I cold called Elora, Tenn., strip-tiller Eric Reed the other day to gauge his interest in speaking at the 2023 National Strip-Tillage Conference. He quickly answered the phone, greeted me like family even though it was our first time talking to each other and immediately opened up about the unique challenges of farming on the Tennessee-Alabama border.

“The dirt we have is the kind of dirt they build racetracks on,” he says. “It’s as red as can be.” 

But the jovial, first-generation farmer still finds a way to achieve high yields with a limited budget. Reed won the 2019 National Corn Growers Association (NCGA) Alabama Corn Yield Contest and shattered the state’s dryland corn yield record in the process. His daughter, Madison, won the Tennessee contest the same year.

If strip-till works on Reed’s farm, it will probably work on yours. And he’s passionate about proving it.

“I want to teach the farmer who thinks they can’t make strip-till work because of financials, lack of equipment or poor soils that they can do this,” he says.

Reed is excited to share more of his story and record-breaking tips for maximizing yields on poor soils at the National Strip-Tillage Conference, Aug. 2-4 in Bloomington, Ill.

About 345 miles southeast of Reed’s farm, you’ll find another high-yielding success story in the form of young strip-tiller Caleb Traugh. The Blakely, Ga., farmer and crop consultant placed second in the state’s 2021 NCGA Corn Yield Contest with just over 270 bushels per acre in the strip-till, minimum-till, mulch-till, ridge-till irrigated class — a remarkable accomplishment considering he’s still in his 20s and didn’t grow up on a farm.

“Strip-till has a lot to do with our success,” Traugh says. “We built a complete fertility package to go with our strip-till system, and that helped us take things to the next level. We’re now using a homogenized fertilizer containing nitrogen, potassium, phosphorous, calcium, magnesium, sulfur, boron, manganese and zinc.”

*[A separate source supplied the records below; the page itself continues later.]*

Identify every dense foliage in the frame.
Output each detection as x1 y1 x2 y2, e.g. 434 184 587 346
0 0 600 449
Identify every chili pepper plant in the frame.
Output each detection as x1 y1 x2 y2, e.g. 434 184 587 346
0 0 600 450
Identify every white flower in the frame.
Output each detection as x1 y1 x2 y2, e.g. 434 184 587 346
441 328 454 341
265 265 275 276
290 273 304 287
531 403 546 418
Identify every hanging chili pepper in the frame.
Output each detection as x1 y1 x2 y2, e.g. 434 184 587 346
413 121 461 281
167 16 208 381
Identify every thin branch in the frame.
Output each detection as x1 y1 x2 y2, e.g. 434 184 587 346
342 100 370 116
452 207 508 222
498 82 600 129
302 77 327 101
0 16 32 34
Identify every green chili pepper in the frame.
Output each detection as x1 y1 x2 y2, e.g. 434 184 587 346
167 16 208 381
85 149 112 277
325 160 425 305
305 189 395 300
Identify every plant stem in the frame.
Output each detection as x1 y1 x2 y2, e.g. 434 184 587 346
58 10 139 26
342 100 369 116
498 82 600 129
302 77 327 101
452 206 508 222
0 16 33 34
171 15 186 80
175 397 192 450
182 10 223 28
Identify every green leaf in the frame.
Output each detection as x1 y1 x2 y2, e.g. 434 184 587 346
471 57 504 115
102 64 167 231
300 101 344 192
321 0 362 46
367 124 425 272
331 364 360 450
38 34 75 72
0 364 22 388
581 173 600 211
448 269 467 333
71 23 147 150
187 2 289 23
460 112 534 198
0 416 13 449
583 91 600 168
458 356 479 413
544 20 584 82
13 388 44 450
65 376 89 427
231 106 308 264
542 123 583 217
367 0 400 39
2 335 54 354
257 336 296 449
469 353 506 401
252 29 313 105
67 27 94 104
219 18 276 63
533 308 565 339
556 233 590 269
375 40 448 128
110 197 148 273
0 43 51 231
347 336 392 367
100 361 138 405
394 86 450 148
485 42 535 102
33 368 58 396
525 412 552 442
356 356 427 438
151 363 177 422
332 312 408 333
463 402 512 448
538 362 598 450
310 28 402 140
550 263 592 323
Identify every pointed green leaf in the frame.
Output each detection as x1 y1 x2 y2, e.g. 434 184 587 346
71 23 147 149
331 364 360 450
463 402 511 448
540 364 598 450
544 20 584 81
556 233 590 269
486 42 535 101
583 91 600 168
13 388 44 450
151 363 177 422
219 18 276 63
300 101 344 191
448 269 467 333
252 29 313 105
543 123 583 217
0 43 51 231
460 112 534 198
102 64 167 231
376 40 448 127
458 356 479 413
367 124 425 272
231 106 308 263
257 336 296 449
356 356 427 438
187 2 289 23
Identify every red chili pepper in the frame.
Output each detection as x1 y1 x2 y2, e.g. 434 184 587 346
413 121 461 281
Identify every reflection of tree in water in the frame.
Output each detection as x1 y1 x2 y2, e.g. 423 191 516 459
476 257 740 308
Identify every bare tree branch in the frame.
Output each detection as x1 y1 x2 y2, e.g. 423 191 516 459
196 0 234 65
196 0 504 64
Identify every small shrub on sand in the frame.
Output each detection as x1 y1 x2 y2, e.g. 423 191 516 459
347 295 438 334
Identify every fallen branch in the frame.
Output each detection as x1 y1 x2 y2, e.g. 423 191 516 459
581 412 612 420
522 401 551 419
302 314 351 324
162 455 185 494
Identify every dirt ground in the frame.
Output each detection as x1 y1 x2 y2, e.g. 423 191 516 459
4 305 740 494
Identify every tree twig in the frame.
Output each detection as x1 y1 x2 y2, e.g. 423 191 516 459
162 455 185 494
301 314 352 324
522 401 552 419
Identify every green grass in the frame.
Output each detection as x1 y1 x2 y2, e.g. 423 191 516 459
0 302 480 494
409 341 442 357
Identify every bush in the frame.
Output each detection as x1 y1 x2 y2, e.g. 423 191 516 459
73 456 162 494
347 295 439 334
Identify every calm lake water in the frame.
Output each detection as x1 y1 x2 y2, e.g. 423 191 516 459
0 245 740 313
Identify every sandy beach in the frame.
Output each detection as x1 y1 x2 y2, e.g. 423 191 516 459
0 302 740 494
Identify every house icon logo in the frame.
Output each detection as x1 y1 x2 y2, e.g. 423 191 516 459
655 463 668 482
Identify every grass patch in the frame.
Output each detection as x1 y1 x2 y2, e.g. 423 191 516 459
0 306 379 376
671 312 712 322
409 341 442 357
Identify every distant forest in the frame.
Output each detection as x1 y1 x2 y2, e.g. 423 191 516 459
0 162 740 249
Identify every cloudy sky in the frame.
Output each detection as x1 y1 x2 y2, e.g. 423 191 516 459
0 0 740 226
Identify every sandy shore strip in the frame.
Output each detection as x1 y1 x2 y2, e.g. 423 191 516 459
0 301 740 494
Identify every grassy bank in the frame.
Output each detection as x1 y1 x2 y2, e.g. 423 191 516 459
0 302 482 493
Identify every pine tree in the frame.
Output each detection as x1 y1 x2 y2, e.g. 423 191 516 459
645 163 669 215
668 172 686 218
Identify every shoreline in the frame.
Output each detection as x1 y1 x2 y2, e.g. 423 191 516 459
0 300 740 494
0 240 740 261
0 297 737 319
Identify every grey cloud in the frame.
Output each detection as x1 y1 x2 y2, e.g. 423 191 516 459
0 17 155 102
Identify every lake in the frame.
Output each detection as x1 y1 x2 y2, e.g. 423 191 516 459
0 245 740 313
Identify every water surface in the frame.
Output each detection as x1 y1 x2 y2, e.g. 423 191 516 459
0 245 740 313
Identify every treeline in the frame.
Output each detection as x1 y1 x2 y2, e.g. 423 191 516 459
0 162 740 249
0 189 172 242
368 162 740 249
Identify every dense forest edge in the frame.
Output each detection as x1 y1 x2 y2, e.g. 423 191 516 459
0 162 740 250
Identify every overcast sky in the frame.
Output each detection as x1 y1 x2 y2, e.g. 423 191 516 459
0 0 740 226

High yields aren’t the only thing Traugh has in common with Reed. He’s also an open book when it comes to sharing lessons learned from research plots on his farm. Traugh’s getting ready to unleash more knowledge at his 4th annual field day this summer.

“It’s something that I really look forward to hosting,” he says. “I try not to be like the growers who learn something and just keep it to themselves — that’s not me. I want to share it and use it to help others. During our field day last year, we compared 41 different corn hybrids side by side and also analyzed results from strip-till fertilizer rate studies.”

Perhaps Traugh is so eager to give back because others did the same for him when strip-till was a foreign concept in the southwest corner of Georgia. He picked up many strategies from podcast interviews and seasoned strip-tillers willing to share their playbooks.

I’m quickly learning this is a common theme, and if the stories on the following pages are any indication, I’ll bet many of you reading this right now have your own strip-till “Yoda” who’s played a part in your own success stories.